According to the report, no fewer than 20 black men were found dead outside Col Gaddafi’s compound after Libyan rebels captured Tripoli. Their hands were tied behind their backs and some of them had been shot in the head.
On the road south out of Tripoli, about 200 black people were also said to be hiding in a small encampment made of two small outbuildings shielded by a small wall and a metal door.
Amnesty International said it was told that between one third and half of those detained were from sub-Saharan Africa.

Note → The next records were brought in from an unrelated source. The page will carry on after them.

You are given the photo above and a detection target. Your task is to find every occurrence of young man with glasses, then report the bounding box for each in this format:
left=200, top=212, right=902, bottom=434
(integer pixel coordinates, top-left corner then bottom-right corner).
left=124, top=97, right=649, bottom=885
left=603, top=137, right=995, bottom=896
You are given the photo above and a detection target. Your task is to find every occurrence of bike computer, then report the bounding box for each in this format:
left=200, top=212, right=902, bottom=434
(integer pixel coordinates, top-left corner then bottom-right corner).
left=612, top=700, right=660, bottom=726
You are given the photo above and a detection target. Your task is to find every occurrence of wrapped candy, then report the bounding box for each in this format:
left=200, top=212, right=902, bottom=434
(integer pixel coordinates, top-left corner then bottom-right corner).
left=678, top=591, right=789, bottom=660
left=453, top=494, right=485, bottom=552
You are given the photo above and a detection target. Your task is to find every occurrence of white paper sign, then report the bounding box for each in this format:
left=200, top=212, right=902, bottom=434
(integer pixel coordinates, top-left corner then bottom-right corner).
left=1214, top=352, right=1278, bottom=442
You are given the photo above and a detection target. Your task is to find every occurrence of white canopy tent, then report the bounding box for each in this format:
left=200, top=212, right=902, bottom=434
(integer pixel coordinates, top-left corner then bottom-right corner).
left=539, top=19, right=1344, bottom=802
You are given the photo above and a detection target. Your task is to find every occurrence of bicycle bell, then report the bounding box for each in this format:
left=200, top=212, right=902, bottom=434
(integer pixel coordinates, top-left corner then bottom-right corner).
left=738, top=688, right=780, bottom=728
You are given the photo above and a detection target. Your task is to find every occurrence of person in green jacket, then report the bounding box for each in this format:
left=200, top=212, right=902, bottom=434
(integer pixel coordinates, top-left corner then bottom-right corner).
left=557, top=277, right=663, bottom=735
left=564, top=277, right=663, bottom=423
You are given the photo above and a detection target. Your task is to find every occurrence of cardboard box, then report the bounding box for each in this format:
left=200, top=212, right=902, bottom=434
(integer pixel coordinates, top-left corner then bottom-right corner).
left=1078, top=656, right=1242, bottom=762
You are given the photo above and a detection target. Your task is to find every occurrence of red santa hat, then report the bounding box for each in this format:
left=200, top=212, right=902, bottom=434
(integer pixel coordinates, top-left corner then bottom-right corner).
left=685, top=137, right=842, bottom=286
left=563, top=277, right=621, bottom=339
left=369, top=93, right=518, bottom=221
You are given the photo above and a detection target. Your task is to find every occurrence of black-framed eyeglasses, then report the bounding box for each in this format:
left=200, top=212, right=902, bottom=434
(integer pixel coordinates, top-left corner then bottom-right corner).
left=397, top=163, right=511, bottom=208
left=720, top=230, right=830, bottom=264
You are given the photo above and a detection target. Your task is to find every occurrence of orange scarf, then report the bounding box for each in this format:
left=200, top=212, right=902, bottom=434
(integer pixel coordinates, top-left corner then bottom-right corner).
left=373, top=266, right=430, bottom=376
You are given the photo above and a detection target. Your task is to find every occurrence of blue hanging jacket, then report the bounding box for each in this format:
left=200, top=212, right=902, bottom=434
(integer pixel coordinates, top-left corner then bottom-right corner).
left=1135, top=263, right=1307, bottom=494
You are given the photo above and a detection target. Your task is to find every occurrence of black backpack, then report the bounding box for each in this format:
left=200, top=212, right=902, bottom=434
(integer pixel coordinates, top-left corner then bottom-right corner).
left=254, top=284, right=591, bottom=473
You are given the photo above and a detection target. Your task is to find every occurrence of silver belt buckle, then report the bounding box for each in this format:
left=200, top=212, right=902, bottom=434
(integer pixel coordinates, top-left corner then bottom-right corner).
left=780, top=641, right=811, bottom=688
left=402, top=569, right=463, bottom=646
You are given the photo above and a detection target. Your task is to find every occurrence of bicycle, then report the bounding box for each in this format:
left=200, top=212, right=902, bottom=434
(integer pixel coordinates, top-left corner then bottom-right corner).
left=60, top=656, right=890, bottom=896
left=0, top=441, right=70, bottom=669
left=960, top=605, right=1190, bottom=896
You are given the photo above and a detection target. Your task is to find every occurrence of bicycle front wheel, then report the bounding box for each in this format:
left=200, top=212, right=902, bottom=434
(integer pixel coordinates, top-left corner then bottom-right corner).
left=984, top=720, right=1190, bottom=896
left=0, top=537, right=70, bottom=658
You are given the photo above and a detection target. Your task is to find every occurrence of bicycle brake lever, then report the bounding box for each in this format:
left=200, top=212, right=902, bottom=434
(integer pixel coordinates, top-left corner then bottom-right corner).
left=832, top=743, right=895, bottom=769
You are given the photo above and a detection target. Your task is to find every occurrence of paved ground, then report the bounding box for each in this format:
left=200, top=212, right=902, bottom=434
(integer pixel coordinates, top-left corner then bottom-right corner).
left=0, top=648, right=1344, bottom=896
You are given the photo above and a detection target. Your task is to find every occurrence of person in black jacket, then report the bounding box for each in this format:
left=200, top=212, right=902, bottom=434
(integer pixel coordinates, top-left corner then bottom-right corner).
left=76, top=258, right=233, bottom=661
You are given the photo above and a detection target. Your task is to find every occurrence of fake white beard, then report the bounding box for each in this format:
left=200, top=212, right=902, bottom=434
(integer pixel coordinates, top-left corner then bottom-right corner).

Scores of black men were arrested during the battle for the Col Gaddafi stronghold of Abu Salim in Tripoli. According to reports, some migrants were said to be stranded near a seaside resort, others had fled the city.
Dr Ping told reporters on Monday that this is one of the reasons the AU is refusing to recognize Libya’s rebel Transitional National Council as the country’s interim government. He said “We need clarification because the TNC seems to confuse black people with mercenaries. They are killing normal workers. We want to see a signal that the African workers will be evacuated.”
Speaking after a Peace and Security meeting, President Jacob Zuma of South Africa, who chaired the meeting, noted that the decision of the African Union is totally sound; however, not for the reasons they adduced, but for the fact that the rebels need to account for the killings of black Africans, not for the pretensions of “confusing them as mercenaries hired by Gaddafi,” but because of the anti-black, racist and innate hatred of black Africans, even though there are a million dark Africans who are Libyan citizens and are maltreated as well.
However, Amnesty official, Claudio Cordone was quoted as saying: “We have to fear for what may be happening to detainees out of the sight of independent observers. Many risk reprisals as a result of allegations that Gaddafi forces used African mercenaries during the conflict.
Amnesty welcomed calls by the NTC for its supporters to treat captives with dignity and to avoid revenge attacks. But the council must do more to ensure that their fighters do not abuse detainees, especially the most vulnerable ones such as black Libyans and sub-Saharan Africans.